On a related note, a long time ago I read a magazine article featuring an ad from the 1920s for an early hot jazz edition of Welk’s band.
I wonder how many times they’ve replayed the one Welk show with the, umm, very interesting song, one that he apparently thought must be a Gospel or Spiritual number because the name Jesus is in the lyrics - “One Toke Over the Line”
I’ll admit that it’s hard to hear him distinctly. The sound quality on that video is not great, and the strumming is always synchronized with the bass and drums.
The Welk Orchestra strikes me a something of a special case in terms of being a big band. The leader played the accordion, ferpetessake. How many charts did Fletcher Henderson write that used an accordion? How many lineups of Ellington, Basie, Goodman, Miller, Dorsey, Webb, Whitehead, Shaw, etc. even had an accordion?
It’s just not a swing instrument. And I dare say it makes any selection from the Great American Songbook sound like a polka.

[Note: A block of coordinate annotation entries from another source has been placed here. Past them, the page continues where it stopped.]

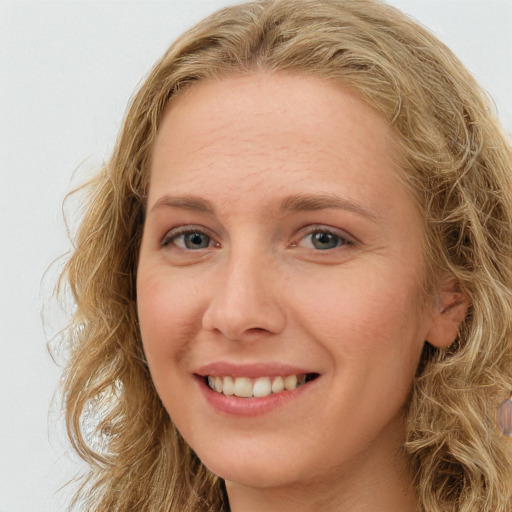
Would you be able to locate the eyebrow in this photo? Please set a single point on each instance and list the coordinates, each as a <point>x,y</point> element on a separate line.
<point>185,203</point>
<point>291,204</point>
<point>312,202</point>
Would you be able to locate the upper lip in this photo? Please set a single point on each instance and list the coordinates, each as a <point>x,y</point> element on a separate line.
<point>271,369</point>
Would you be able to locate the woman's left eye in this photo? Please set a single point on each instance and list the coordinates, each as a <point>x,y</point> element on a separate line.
<point>323,240</point>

It’s very complicated, I would if I could however:
When I stumble upon Lawrence Welk on PBS and my heart is flooded with memories. My parents and grandparents beloved aunts and uncles would watch on Saturday nights when I was a kid, that was their show and their music. Now at age 54 almost all of my family are gone and to tell you the truth I can’t watch the show for more than a few minutes before tears well up I was filled with much nostalgia and feelings of great loss.
Funny tangentally-related story: The guy I worked with in commercial radio in the '90s had been a DJ for Radio Moscow in the late '80s. He was able to slip Monty Python’s “Lumberjack Song” into his mix by telling his superiors it was about the ruthless capitalistic exploitation of ordinary Canadian workers.*
*Yes, they were stupid enough to believe him. :smack:
Reminds me of the Homecoming shows I was in in high school. The actors are just as wooden and the music is just as bad. And hey, dig those yellow blazers and white slacks! That’s class!